OJG Tier II 16Us fulfill goal: To win national title
By Sean Shapiro
It wasn’t a dog pile, it was a Grizzly pile.
As the final buzzer went off at the 2017 USA Hockey Youth Tier II 16U National Championships in Frisco, Texas, the Oakland Jr. Grizzlies Gold team swarmed goalie Alexander Lopez closing out a hockey-filled weekend in North Texas with a 3-0 win against the Chicago Blues in the 3A Division championship game on April 10.
“From the start of last year, this was what they set out to do,” coach Jason Selleke said. “This really was a great group and they were hoping to finish the season this way. I couldn’t be more proud of them.”
The championship game was a dominant effort by Oakland as they outshot Chicago 36-17, and the defensive structure made it somewhat easy for Lopez to post his 17-save shutout.
“They really committed to that and making sure we did the right things in our own end,” Selleke said. “I think a lot of times teams and kids can get wrapped up in offense, but they really were strong defensively and that made the difference.”
It was a common theme as Oakland only allowed six goals in the tournament and posted a pair of shutouts.
In the championship game, Anthony Cinato opened the scoring 39 seconds into the second period on a power play goal to give the Oakland Jr. Grizzlies a 1-0 lead. Dylan Krawiec then scored at 2:52 of the period to give his team a 2-0 cushion.

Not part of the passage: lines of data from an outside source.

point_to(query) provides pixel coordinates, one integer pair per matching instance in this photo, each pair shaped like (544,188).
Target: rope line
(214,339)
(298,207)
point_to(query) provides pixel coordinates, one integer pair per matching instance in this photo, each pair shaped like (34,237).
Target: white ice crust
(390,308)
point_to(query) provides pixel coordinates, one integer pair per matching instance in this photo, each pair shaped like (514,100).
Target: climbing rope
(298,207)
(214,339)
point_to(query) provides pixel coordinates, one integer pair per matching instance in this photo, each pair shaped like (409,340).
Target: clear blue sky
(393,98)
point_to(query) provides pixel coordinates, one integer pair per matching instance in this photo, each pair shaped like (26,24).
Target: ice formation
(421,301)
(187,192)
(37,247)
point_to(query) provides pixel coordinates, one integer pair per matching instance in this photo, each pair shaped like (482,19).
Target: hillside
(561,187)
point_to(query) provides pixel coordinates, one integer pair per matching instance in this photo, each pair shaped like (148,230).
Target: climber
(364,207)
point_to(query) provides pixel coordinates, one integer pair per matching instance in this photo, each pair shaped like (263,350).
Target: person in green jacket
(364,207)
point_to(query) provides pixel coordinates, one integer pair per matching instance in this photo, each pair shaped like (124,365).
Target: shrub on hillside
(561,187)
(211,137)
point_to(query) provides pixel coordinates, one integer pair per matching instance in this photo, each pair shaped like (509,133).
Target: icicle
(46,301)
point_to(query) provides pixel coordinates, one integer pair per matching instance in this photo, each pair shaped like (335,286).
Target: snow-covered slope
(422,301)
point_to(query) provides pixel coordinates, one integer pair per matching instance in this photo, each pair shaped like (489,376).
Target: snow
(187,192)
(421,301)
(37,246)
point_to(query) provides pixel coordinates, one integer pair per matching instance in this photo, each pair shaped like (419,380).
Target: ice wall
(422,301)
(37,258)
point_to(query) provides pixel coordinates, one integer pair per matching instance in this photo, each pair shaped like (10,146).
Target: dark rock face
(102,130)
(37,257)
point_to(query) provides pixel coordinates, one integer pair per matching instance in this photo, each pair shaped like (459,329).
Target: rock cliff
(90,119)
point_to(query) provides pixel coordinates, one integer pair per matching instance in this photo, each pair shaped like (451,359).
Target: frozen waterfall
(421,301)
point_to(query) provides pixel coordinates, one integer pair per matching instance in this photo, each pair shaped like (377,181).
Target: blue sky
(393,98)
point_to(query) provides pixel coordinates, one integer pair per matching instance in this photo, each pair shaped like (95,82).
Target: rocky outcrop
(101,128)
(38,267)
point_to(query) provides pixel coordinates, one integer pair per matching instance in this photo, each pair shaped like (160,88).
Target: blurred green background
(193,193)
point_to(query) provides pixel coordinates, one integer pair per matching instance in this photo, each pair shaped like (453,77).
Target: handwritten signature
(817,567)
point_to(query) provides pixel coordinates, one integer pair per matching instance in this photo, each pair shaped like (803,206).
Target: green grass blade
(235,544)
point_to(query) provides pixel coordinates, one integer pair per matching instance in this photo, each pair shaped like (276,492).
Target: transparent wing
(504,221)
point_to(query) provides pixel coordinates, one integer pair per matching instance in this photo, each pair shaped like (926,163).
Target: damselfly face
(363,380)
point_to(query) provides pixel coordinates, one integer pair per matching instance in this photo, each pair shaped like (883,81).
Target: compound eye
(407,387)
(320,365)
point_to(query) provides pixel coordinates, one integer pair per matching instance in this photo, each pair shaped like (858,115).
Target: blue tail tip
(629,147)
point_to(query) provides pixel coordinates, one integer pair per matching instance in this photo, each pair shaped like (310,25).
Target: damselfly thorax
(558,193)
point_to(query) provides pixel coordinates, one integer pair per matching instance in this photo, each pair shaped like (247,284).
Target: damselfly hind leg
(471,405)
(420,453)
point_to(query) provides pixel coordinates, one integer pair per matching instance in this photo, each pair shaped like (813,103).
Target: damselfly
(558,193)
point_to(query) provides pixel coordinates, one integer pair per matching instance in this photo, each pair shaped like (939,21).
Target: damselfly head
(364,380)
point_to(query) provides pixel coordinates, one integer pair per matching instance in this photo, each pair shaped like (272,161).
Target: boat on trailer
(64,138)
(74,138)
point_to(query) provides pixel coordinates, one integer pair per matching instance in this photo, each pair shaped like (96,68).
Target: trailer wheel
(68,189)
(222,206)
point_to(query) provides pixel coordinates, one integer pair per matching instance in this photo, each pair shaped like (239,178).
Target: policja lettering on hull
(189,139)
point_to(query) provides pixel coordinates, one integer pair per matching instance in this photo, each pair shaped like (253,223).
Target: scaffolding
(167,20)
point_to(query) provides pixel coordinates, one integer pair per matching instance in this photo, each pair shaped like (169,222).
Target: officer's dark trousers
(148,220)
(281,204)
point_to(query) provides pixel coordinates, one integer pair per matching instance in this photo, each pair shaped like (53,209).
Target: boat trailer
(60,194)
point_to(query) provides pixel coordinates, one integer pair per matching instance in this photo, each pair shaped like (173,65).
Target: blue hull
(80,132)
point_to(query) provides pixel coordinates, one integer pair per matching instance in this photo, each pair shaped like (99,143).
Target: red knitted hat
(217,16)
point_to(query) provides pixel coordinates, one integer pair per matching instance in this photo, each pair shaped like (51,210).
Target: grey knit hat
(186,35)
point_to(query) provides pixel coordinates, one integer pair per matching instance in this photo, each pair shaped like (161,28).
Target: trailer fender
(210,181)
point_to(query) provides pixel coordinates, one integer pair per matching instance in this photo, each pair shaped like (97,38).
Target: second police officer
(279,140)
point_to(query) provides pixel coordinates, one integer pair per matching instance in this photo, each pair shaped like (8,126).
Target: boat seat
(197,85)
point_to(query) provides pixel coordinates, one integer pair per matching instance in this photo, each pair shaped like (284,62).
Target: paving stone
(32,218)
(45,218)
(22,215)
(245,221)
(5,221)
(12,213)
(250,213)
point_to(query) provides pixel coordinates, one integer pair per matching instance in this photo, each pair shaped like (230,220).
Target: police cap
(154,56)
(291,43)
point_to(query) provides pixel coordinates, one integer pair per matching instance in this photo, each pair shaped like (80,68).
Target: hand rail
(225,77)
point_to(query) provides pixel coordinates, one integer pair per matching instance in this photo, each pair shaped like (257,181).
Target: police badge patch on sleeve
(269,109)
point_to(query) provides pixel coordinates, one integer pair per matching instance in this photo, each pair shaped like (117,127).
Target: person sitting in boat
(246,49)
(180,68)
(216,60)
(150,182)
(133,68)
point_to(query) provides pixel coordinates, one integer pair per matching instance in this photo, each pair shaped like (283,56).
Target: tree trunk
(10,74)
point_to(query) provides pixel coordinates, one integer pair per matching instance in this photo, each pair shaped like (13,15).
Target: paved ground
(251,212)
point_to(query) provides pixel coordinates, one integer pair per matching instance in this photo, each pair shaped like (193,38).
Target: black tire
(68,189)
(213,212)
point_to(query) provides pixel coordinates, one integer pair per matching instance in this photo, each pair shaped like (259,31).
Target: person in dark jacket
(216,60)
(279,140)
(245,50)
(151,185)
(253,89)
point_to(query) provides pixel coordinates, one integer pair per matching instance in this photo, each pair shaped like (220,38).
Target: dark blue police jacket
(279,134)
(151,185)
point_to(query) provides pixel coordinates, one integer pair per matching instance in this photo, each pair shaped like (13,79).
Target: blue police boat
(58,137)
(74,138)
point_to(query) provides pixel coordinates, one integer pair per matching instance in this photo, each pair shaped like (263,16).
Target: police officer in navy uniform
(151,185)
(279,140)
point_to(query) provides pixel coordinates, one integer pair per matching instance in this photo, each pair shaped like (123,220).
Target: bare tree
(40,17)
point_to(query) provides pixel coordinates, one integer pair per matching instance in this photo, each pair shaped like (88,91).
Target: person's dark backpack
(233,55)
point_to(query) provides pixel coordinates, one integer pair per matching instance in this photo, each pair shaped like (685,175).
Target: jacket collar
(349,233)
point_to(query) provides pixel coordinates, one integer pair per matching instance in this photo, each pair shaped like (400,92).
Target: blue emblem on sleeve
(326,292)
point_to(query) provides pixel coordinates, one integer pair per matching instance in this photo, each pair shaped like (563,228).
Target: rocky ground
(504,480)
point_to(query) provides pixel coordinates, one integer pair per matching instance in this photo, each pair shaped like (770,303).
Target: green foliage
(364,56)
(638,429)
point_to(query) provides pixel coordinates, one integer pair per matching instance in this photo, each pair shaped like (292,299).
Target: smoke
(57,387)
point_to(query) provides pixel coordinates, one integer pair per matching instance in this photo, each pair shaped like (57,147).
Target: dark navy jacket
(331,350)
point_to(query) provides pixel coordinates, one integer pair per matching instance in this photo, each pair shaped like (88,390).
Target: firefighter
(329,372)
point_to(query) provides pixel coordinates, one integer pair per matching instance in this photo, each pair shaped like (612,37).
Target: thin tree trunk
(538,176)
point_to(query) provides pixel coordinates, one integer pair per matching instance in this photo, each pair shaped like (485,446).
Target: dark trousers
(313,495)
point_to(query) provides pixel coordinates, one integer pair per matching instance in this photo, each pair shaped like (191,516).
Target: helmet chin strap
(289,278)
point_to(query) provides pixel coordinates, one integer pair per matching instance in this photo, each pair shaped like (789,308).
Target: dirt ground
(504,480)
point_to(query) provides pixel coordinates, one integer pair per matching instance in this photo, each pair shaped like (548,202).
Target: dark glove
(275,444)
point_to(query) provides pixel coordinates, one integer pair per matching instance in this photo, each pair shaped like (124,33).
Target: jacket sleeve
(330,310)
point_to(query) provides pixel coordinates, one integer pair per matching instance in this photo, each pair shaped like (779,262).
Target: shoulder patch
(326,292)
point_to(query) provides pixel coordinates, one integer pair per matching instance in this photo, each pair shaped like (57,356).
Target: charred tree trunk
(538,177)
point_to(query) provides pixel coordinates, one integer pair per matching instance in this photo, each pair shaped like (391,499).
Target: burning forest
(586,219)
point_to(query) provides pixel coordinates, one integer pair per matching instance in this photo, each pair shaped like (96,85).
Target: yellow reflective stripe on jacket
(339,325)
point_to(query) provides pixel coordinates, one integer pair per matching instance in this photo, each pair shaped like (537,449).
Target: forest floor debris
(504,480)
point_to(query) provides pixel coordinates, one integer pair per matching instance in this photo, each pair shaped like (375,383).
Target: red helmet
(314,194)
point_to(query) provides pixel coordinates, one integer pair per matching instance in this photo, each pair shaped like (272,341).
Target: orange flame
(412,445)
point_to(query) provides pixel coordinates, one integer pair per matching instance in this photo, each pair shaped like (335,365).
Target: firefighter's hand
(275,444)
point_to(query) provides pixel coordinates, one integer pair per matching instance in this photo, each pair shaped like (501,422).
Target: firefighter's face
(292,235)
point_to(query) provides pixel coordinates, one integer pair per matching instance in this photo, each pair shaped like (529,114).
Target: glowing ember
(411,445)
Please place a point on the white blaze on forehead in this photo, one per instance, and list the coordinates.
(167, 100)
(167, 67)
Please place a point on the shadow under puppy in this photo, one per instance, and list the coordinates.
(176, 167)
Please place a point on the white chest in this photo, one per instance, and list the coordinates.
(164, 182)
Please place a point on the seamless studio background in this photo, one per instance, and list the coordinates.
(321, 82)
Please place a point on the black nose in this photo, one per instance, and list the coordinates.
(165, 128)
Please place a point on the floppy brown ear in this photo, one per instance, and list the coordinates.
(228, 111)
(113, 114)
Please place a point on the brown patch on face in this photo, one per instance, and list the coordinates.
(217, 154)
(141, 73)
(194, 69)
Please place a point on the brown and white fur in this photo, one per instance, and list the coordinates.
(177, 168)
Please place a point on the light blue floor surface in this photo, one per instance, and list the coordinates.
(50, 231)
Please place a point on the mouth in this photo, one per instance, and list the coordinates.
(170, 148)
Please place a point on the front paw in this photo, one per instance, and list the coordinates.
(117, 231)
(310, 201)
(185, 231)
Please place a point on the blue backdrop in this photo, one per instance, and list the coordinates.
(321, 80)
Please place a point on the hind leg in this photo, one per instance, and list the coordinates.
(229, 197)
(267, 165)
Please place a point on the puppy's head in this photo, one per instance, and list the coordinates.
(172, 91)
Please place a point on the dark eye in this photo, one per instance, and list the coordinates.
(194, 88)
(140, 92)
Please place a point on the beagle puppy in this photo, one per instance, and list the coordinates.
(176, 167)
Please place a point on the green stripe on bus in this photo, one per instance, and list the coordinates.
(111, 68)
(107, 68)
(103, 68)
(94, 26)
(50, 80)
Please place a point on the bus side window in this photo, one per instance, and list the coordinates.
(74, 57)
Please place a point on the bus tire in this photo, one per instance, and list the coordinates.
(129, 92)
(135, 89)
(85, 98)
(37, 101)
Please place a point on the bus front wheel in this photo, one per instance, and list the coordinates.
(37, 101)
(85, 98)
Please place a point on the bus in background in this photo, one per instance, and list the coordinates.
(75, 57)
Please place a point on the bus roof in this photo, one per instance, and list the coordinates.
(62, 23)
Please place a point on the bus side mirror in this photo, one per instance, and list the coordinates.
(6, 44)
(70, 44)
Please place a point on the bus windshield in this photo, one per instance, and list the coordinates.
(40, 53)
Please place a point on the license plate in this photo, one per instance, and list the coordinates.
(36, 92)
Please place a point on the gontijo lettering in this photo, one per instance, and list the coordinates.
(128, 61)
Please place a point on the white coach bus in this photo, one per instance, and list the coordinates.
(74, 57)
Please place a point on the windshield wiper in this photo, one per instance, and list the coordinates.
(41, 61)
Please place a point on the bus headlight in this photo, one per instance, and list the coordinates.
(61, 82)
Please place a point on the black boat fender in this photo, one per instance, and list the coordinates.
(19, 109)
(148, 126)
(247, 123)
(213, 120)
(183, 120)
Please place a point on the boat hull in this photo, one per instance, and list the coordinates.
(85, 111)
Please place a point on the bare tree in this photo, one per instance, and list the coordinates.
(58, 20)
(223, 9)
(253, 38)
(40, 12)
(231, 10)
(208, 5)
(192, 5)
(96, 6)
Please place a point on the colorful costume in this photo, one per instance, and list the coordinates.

The Jr. Grizzlies continued to pressure but couldn’t score their third goal until the 3:38 mark of the third period when Krawiec scored his second goal of the night for a 3-0 lead.
In spite of his team’s loss, Chicago goalie David Trapani was one of the stars of the game and turned away 33 of 36 shots in the championship game.
The championship turned into a meeting between two well-rounded teams that had impressed during pool play and in the elimination games.
The Blues scored at least four goals in each of their first five games and reached the championship game with an 8-1 victory against the Armstrong Arrows.
With that track record, a shutout was even more impressive for the Jr. Grizzlies.
“We knew what they could do, we’d watched them a little bit,” Selleke said. “We didn’t talk about it too much. But the kids knew that defense was going to be the difference.
“I’ve coached these guys for two years, and they’ve always been ready to work and play great defense.”
Oakland reached the championship game with a pair of one-goal victories in the quarterfinals and semifinals. In the quarterfinals, the Jr. Grizzlies defeated Team Wisconsin 3-2 and then dispatched the Foothills Flyers by the same score in the semifinal.
“Those one goal games really help,” Selleke said. “Once again, they worked hard for this.”